Most people want to know every single one of the infidelity details of what happened when they discover that their partner was involved in an extramarital affair. When, where, why and what happened? We all have our reasons for wanting to know and they are all different.
But what if your partner doesn’t open up about what happened in his or her other relationship with the other person? What if your partner avoids talking about the infidelity details, ignores your questions about it or even pretends that it never happened all together and wants you to do the same?
Here is a look at some of the reasons why your partner may be closed up about the infidelity details:
If your partner is involved in an “I don’t want to say no” affair, his or her needs are the priority and yours aren’t all that important.

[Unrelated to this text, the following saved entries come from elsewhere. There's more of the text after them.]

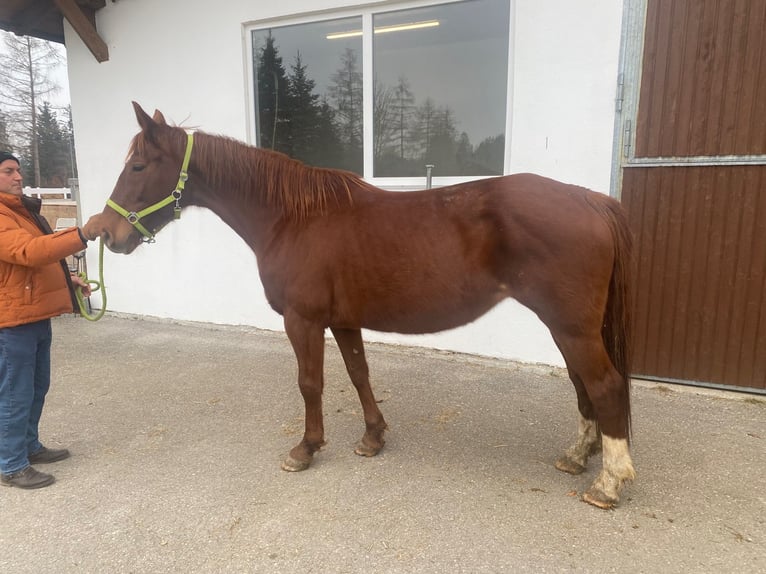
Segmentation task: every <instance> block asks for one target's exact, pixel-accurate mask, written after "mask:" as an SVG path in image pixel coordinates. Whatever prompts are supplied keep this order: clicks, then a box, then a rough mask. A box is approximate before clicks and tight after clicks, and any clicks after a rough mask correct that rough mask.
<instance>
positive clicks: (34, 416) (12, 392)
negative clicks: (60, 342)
mask: <svg viewBox="0 0 766 574" xmlns="http://www.w3.org/2000/svg"><path fill="white" fill-rule="evenodd" d="M51 338H52V337H51V322H50V319H45V320H43V321H36V322H35V323H28V324H26V325H19V326H17V327H6V328H4V329H0V473H2V474H12V473H14V472H17V471H19V470H23V469H25V468H26V467H27V466H29V460H28V458H27V457H28V456H29V455H30V454H32V453H35V452H37V451H38V450H40V449H41V448H42V444H40V441H39V439H38V434H37V427H38V424H39V423H40V415H42V412H43V403H44V402H45V395H46V393H47V392H48V387H50V382H51Z"/></svg>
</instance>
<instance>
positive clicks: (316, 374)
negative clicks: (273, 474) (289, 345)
mask: <svg viewBox="0 0 766 574" xmlns="http://www.w3.org/2000/svg"><path fill="white" fill-rule="evenodd" d="M285 331H286V332H287V337H288V338H289V339H290V343H291V344H292V346H293V350H294V351H295V357H296V358H297V360H298V387H299V388H300V391H301V395H302V396H303V402H304V404H305V407H306V419H305V431H304V433H303V439H302V440H301V442H299V443H298V444H297V445H296V446H295V447H293V449H292V450H291V451H290V454H288V455H287V458H285V460H284V462H282V470H287V471H290V472H297V471H301V470H306V469H307V468H308V467H309V466H310V465H311V461H312V459H313V456H314V453H315V452H317V451H318V450H319V449H320V448H322V446H324V444H325V440H324V420H323V418H322V390H323V388H324V372H323V371H324V328H323V327H322V326H320V325H318V324H316V323H312V322H311V321H308V320H306V319H304V318H303V317H301V316H299V315H297V314H296V313H293V312H287V313H285Z"/></svg>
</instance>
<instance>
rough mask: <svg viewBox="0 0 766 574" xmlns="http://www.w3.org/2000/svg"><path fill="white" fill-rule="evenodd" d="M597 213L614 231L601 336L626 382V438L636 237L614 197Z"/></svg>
mask: <svg viewBox="0 0 766 574" xmlns="http://www.w3.org/2000/svg"><path fill="white" fill-rule="evenodd" d="M596 203H597V204H598V211H599V212H600V213H601V215H602V217H603V218H604V220H605V221H606V223H607V225H608V226H609V229H610V231H611V232H612V238H613V243H614V264H613V267H612V277H611V279H610V281H609V293H608V296H607V303H606V310H605V312H604V323H603V327H602V329H601V336H602V338H603V341H604V346H605V347H606V352H607V354H608V355H609V359H610V360H611V361H612V364H613V365H614V368H615V369H616V370H617V372H618V373H619V374H620V376H621V377H622V380H623V384H624V386H625V388H624V393H623V397H624V408H625V412H626V413H627V417H626V421H625V424H626V428H625V432H626V436H627V437H628V438H630V434H631V416H630V375H631V373H632V366H633V364H632V360H633V357H632V354H633V341H632V336H633V325H632V319H633V313H632V306H633V305H632V304H633V300H632V296H633V293H632V291H633V281H634V278H633V235H632V233H631V231H630V226H629V225H628V219H627V216H626V215H625V211H624V210H623V208H622V206H621V205H620V204H619V202H617V201H616V200H614V199H612V198H611V197H608V196H605V195H601V196H600V198H599V201H597V202H596Z"/></svg>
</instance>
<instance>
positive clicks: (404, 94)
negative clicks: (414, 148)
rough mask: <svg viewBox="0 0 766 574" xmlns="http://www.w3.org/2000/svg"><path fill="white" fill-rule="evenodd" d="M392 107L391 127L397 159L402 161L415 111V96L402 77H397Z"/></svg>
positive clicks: (403, 158)
mask: <svg viewBox="0 0 766 574" xmlns="http://www.w3.org/2000/svg"><path fill="white" fill-rule="evenodd" d="M392 107H393V113H392V118H393V125H392V126H391V127H392V130H394V131H395V133H396V140H397V143H398V146H397V147H398V152H399V157H400V158H401V159H404V157H405V151H406V149H405V146H406V141H407V132H408V131H409V129H410V127H409V126H410V122H411V121H412V114H413V111H414V109H415V96H414V94H413V93H412V89H411V88H410V83H409V81H408V80H407V78H406V77H404V76H399V81H398V82H397V84H396V87H395V88H394V98H393V102H392Z"/></svg>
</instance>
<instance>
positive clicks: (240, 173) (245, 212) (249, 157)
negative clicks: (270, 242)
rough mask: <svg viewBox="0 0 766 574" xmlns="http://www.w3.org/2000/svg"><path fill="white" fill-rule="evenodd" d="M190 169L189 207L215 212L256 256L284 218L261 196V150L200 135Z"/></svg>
mask: <svg viewBox="0 0 766 574" xmlns="http://www.w3.org/2000/svg"><path fill="white" fill-rule="evenodd" d="M195 151H196V153H192V160H191V164H190V168H189V172H190V177H189V181H188V183H187V189H189V190H190V191H191V192H192V193H190V197H189V205H196V206H199V207H204V208H207V209H209V210H211V211H212V212H213V213H215V214H216V215H218V217H220V218H221V219H222V220H223V221H224V223H226V224H227V225H228V226H229V227H231V228H232V229H233V230H234V231H235V232H236V233H237V234H238V235H239V236H240V237H242V239H244V240H245V242H246V243H247V244H248V245H249V246H250V247H251V248H252V249H253V250H254V251H255V252H256V254H257V253H258V251H259V250H260V245H262V244H264V242H265V238H264V233H266V232H267V230H269V229H271V228H273V226H274V224H275V222H276V221H277V220H278V219H279V218H280V214H278V213H277V212H275V210H273V209H270V208H268V206H266V205H265V203H264V201H263V200H262V198H261V197H260V194H259V193H258V190H259V187H260V185H261V181H260V180H261V177H260V173H259V170H258V169H257V167H254V166H256V164H257V162H256V161H255V158H256V156H257V152H258V150H257V149H256V148H252V147H250V146H247V145H246V144H244V143H241V142H238V141H236V140H233V139H229V138H224V137H219V136H212V135H209V134H204V133H199V134H198V135H195Z"/></svg>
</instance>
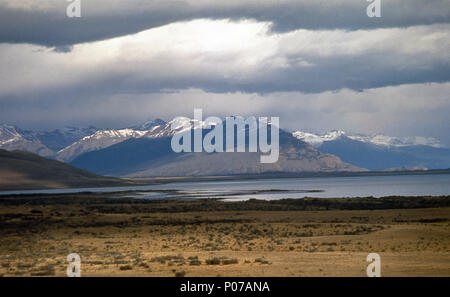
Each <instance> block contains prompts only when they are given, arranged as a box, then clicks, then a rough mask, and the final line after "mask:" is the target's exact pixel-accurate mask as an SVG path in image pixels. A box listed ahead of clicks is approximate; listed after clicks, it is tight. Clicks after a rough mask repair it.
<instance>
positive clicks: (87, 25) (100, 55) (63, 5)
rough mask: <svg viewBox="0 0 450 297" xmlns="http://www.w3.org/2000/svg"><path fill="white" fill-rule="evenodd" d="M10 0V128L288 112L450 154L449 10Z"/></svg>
mask: <svg viewBox="0 0 450 297" xmlns="http://www.w3.org/2000/svg"><path fill="white" fill-rule="evenodd" d="M380 1H381V17H380V18H369V17H368V16H367V14H366V8H367V6H368V5H369V4H370V2H367V1H364V0H337V1H329V0H315V1H311V0H309V1H304V0H298V1H295V0H228V1H213V0H176V1H172V0H157V1H153V0H145V1H144V0H127V1H122V0H81V18H68V17H67V15H66V8H67V6H68V5H69V4H70V3H69V2H67V1H65V0H21V1H17V0H0V65H1V67H0V122H1V123H8V124H14V125H17V126H19V127H22V128H27V129H36V130H44V129H55V128H61V127H63V126H88V125H95V126H97V127H99V128H106V127H108V128H119V127H126V126H131V125H135V124H138V123H141V122H144V121H146V120H149V119H154V118H162V119H164V120H171V119H172V118H174V117H176V116H189V117H193V110H194V108H202V109H203V114H204V116H209V115H214V116H220V117H225V116H227V115H242V116H250V115H254V116H279V117H280V125H281V127H282V128H285V129H288V130H303V131H309V132H315V133H323V132H326V131H329V130H345V131H349V132H352V133H363V134H375V133H381V134H387V135H391V136H399V137H402V136H426V137H434V138H437V139H439V140H440V141H441V142H442V143H443V144H444V145H447V146H450V133H449V132H448V131H449V128H450V117H449V116H448V115H449V114H450V0H427V1H425V0H380Z"/></svg>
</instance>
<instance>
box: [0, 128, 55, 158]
mask: <svg viewBox="0 0 450 297" xmlns="http://www.w3.org/2000/svg"><path fill="white" fill-rule="evenodd" d="M18 130H19V129H18V128H17V127H15V126H12V125H0V148H2V149H5V150H8V151H13V150H21V151H27V152H31V153H36V154H39V155H41V156H44V157H49V156H52V155H53V151H51V150H50V149H49V148H48V147H46V146H45V145H43V144H42V143H41V142H40V141H39V140H38V139H27V138H25V137H24V136H23V135H22V134H21V133H19V131H18Z"/></svg>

So when you ask about the affair or try to discuss infidelity details with him or her, your partner will just shut you out because he or she doesn’t see or doesn’t care how important it is for you to know unless he or she gets something out of it in return.
If your partner is having the affair as a kind of revenge for whatever reason he or she has, your need to know about the infidelity details and his or her keeping them from you is just another way for him or her to hurt you, which he or she will gladly do so to get back at you.
Maybe your partner doesn’t consciously know it or isn’t aware that he or she is hiding infidelity details for that purpose, but he or she enjoys seeing you hurt or in pain, and if not telling you will hurt you more, then he or she isn’t going to.
There are plenty of other reasons why your partner could be keeping these infidelity reasons from you, some that he or she is consciously aware of and some that he or she is not. But whatever reason your partner has for doing so, look into yourself and ask why exactly is it so important for you to know what those infidelity details are.